Let $a>0.$ Using substitution, determine $$\int{\frac{1}{x^2-a^2}}\,\mathbb{d}x.$$
My book's attempt:
$$\int{\frac{1}{x^2-a^2}}\mathbb{d}x\\
[\text{let}\ x=a\sec\theta,\ \therefore dx=a\sec\theta\tan\theta d\theta]\\
=\int{\frac{1}{a^2\sec^2\theta-a^2}}a\sec^2\theta d\theta\\
=\int{\frac{1}{a^2(\sec^2\theta-1)}}a\sec\theta\tan\theta d\theta\\
=\int{\frac{1}{a^2\tan^2\theta}}a\sec\theta\tan\theta d\theta\\
=\frac{1}{a}\int{\frac{\sec\theta}{\tan\theta}}d\theta\\
=\frac{1}{a}\int{\frac{\frac{1}{\cos\theta}}{\frac{\sin\theta}{\cos\theta}}}d\theta\\
=\frac{1}{a}\int{\csc\theta d\theta}\\
=\frac{1}{a}\int{\frac{\csc\theta(\csc\theta+\cot\theta)}{(\csc\theta+\cot\theta)} d\theta}\\
=-\frac{1}{a}\int{-\frac{\csc^2\theta+\csc\theta\cot\theta}{(\csc\theta+\cot\theta)} d\theta}\\
=-\frac{1}{a}\ln|\csc\theta+\cot\theta|+C$$
$$=-\frac{1}{a}\ln\left|\frac{x}{\sqrt{x^2-a^2}}+\frac{a}{\sqrt{x^2-a^2}}\right|+C\\
=-\frac{1}{a}\ln\left|\frac{x+a}{\sqrt{x-a}\sqrt{x+a}}\right|+C\\
=-\frac{1}{a}\ln\left|\frac{\sqrt{x+a}}{\sqrt{x-a}}\right|+C\\
=-\frac{1}{a}{\ln\left|\frac{x+a}{x-a}\right|}^{\frac{1}{2}}+C\\
=-\frac{1}{2}.\frac{1}{a}\ln\left|\frac{x+a}{x-a}\right|+C\\
=\frac{1}{2a}{\ln(\left|\frac{x+a}{x-a}\right|)}^{-1}+C\\
=\frac{1}{2a}\ln\left|\frac{x-a}{x+a}\right|+C.$$
Someone told me that this work contains many errors. The second line clearly has a typo ($\sec^2\theta$ should be replaced with $\sec\theta\tan\theta$ there); what are the other errors?
Best Answer
The given integral $\displaystyle\int{\frac{1}{x^2-a^2}}\,\mathbb{d}x$ properly exists on each of three possible intervals: $$(-\infty,-a),(-a,a)\;\text{and}\;(a, \infty).$$
The substitution $$x=a\sec\theta$$ is inapplicable for $x\in(-a,a),$ so the author's proof is invalid for this interval.

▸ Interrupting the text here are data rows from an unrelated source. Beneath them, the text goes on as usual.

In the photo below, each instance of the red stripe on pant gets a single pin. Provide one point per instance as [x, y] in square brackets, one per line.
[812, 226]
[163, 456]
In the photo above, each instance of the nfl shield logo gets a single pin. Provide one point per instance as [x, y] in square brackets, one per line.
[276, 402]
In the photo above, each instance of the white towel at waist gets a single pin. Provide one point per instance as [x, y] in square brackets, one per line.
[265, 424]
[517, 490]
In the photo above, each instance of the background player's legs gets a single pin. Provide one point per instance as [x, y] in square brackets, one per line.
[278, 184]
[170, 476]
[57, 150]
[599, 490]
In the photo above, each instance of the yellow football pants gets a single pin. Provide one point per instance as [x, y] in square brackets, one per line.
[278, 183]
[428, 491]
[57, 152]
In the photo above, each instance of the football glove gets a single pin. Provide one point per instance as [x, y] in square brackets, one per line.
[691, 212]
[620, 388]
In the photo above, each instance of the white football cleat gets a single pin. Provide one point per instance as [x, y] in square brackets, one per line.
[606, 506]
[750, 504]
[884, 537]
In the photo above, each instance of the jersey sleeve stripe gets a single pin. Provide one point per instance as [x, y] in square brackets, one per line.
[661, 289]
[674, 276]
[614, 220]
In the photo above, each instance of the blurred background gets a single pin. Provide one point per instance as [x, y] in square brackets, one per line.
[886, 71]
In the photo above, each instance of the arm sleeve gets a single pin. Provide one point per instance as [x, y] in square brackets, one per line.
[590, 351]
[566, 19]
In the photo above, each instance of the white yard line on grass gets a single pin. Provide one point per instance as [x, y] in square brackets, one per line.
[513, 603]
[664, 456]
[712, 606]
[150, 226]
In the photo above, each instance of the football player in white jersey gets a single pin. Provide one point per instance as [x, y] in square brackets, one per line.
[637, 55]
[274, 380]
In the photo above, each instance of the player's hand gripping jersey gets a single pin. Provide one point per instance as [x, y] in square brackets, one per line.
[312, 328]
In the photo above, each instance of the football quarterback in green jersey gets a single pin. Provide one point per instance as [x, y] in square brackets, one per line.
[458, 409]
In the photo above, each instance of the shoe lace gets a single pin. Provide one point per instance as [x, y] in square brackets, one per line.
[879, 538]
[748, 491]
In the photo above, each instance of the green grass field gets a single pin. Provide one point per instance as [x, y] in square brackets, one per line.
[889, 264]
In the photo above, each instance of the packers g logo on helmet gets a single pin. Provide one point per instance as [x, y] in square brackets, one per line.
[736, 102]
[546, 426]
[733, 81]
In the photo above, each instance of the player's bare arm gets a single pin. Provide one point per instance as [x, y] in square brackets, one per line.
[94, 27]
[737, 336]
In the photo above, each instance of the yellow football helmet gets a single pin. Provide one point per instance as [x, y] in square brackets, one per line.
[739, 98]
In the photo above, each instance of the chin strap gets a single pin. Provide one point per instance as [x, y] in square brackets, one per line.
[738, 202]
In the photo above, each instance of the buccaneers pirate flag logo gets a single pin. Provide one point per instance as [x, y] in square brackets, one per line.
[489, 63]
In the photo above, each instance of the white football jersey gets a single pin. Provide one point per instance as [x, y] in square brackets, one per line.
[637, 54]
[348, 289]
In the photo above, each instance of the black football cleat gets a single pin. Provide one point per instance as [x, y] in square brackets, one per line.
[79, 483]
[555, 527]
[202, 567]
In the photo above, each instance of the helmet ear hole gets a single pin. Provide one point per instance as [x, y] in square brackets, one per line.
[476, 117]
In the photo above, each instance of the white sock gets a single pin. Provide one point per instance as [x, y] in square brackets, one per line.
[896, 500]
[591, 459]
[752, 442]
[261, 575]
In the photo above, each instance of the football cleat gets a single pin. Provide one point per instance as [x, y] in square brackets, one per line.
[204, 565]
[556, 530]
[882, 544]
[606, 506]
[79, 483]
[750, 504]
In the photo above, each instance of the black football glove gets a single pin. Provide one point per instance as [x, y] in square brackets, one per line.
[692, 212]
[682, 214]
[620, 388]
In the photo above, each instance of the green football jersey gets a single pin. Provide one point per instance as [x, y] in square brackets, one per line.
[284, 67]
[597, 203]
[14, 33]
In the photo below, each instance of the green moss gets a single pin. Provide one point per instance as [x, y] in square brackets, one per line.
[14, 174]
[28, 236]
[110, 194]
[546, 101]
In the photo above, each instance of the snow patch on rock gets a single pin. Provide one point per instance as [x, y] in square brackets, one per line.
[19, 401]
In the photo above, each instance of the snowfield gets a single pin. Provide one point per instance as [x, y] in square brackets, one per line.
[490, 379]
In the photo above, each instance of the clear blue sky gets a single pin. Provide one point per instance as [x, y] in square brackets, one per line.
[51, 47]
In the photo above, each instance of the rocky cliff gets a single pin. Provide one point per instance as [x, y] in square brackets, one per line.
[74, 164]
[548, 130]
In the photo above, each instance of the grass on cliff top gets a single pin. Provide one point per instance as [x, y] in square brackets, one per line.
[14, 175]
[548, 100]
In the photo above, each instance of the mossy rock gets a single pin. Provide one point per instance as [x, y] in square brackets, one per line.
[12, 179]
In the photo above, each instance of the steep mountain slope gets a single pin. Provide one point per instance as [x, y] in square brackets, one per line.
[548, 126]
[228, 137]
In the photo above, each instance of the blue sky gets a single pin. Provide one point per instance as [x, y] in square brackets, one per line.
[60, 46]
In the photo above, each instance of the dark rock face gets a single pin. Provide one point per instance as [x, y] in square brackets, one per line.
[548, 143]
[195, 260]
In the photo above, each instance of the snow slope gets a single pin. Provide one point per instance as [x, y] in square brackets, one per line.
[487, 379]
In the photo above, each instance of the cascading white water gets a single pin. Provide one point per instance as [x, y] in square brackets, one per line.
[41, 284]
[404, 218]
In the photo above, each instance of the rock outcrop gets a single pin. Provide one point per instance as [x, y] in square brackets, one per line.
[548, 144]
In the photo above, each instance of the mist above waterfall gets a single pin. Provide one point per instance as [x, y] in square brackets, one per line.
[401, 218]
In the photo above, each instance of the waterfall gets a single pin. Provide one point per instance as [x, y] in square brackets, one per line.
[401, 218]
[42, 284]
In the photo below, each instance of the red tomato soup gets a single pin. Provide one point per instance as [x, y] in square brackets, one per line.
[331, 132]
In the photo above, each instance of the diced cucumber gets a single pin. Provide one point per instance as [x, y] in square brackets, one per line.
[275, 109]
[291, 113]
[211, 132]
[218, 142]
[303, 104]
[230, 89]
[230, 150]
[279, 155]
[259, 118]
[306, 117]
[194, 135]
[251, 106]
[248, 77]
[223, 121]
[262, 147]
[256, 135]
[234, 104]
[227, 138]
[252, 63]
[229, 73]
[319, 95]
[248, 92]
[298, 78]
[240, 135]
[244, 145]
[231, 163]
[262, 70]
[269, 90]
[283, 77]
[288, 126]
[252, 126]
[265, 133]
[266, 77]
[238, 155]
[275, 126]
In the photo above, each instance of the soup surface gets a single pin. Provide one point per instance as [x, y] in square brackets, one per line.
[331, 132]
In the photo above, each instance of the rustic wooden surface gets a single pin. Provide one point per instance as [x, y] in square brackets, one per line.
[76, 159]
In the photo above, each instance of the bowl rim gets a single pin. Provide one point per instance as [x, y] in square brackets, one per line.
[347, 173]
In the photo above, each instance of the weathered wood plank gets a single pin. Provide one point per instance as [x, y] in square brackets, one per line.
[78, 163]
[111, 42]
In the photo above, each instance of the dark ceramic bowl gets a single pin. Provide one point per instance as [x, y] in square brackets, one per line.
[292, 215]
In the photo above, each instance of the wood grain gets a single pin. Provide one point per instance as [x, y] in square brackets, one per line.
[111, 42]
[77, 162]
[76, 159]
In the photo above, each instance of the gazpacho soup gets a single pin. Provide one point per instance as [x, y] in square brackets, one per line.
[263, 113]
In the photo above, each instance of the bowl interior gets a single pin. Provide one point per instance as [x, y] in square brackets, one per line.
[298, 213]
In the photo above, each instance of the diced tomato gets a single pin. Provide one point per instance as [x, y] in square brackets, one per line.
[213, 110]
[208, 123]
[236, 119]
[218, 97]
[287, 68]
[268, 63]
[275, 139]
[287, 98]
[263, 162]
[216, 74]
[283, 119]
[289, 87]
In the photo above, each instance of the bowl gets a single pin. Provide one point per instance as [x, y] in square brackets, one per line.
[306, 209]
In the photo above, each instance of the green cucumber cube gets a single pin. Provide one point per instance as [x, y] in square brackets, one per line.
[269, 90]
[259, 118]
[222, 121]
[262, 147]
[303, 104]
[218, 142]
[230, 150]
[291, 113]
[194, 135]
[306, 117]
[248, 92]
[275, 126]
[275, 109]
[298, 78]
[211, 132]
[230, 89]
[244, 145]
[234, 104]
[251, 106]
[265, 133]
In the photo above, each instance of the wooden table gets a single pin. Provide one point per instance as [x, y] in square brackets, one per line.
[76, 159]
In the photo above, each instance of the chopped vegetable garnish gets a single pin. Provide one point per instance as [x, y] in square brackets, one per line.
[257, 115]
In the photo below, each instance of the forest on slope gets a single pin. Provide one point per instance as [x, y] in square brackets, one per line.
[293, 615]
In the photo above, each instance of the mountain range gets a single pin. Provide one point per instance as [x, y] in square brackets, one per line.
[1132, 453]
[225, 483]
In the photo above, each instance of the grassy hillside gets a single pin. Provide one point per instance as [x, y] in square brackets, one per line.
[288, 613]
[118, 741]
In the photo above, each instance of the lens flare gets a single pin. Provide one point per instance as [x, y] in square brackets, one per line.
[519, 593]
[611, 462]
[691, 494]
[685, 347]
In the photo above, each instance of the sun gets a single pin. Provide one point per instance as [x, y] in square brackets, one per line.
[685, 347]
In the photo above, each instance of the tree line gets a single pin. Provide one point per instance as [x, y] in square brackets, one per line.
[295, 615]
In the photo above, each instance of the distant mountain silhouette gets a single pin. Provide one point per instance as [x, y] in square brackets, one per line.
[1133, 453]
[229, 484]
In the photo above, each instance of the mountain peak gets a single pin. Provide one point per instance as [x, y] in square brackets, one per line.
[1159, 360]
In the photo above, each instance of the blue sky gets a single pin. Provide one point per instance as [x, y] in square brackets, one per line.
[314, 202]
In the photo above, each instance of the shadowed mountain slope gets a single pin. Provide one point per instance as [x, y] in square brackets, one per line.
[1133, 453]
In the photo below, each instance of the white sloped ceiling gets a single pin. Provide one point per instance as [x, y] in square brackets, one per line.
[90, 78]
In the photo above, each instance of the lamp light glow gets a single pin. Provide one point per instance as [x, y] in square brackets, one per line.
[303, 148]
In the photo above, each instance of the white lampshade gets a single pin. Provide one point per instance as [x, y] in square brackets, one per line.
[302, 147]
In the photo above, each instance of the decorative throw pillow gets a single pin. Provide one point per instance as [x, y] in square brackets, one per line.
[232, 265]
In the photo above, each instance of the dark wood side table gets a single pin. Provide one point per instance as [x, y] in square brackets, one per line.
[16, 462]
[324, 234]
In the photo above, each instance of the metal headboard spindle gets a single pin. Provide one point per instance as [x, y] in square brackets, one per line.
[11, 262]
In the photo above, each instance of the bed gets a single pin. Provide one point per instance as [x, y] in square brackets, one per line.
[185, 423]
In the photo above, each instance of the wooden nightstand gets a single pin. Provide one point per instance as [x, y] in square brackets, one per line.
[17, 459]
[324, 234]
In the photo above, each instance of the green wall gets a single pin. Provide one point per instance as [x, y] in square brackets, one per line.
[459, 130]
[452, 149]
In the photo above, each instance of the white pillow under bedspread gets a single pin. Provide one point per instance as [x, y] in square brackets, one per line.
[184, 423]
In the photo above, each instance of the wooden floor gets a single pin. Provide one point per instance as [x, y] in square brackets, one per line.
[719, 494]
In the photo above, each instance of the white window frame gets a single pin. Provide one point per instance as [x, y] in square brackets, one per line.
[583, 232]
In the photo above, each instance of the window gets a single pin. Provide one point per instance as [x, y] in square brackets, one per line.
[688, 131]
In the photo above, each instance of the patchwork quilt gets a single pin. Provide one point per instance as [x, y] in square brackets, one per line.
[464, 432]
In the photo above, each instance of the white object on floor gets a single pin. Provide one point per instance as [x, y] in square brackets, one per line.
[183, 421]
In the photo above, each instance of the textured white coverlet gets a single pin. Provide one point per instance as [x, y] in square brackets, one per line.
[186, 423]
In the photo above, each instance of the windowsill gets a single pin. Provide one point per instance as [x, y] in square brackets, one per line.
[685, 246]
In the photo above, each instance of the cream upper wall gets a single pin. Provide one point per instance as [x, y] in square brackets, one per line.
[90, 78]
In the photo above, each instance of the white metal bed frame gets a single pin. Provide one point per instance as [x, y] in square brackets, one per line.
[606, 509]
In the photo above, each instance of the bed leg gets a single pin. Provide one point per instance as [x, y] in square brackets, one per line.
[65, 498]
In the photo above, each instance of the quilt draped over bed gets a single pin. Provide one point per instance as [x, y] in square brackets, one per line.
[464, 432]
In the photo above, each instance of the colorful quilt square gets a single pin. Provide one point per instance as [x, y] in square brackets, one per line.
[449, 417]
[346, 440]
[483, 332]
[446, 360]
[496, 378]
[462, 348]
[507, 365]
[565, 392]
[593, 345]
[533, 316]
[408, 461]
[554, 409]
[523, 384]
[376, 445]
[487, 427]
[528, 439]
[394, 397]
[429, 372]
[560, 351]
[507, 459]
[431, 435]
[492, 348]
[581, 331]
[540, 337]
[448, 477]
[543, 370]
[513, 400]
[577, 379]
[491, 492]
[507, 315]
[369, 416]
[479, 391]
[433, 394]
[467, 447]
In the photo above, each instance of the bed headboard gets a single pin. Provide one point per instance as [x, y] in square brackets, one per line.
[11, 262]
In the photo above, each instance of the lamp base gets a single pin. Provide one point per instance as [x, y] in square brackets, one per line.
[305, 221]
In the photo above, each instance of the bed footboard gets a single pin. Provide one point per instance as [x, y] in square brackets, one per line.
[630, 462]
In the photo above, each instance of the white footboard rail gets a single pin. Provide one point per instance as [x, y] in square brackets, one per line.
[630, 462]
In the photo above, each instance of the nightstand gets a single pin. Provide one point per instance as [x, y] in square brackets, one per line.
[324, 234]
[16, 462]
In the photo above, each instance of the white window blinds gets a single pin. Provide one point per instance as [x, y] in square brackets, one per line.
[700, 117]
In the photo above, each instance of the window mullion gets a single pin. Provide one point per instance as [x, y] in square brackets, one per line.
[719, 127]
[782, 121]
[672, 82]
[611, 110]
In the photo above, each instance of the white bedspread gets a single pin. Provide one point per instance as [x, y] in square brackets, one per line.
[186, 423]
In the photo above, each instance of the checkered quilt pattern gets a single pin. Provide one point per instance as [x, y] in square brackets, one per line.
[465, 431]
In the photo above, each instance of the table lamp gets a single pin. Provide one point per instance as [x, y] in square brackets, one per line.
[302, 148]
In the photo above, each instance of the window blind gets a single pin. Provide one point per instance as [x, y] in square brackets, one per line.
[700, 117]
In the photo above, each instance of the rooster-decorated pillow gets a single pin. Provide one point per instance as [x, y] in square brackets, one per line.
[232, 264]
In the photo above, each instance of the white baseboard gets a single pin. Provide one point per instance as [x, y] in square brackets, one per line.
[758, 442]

Since the author writes $$\sqrt{x^2-a^2} = \sqrt{x-a}\sqrt{x+a},$$ their proof is technically invalid for $x\in(-\infty,-a)$ too.
Here's a correction so that their proof is at least valid for $(-\infty,-a)\cup(a, \infty):$ $$-\frac1a\ln\left|\frac{x}{\sqrt{x^2-a^2}}+\frac{a}{\sqrt{x^2-a^2}}\right|+C\\ =-\frac1a\ln\frac{|x+a|}{\sqrt{|x+a||x-a|}}+C\\ =-\frac1a\ln\frac{\sqrt{x+a}}{\sqrt{x-a}}+C\\ =\frac1{2a}\ln\left|\frac{x-a}{x+a}\right|+C.$$
Notice that the author writes $$\operatorname{cosec}\theta=\frac x{\sqrt{x^2-a^2}}\\ \cot\theta=\frac a{\sqrt{x^2-a^2}}.$$ This is true for $x\in(-\infty,-a)\cup(a, \infty)$ if the implicit substitution $x=a\sec\theta$ has domain $$\theta\in\left(0,\frac\pi2\right)\cup\left(\pi,\frac{3\pi}2\right),$$ which is better explicitly specified than left tacit.
If the substitution has the more conventional domain $$\theta\in\left(0,\frac\pi2\right)\cup\left(\frac\pi2,\pi\right),$$ then $$\operatorname{cosec}\theta=\frac {|x|}{\sqrt{x^2-a^2}}\\ \cot\theta=-\frac {ax}{|x|\sqrt{x^2-a^2}},$$ and the subsequent algebra is to be modified accordingly.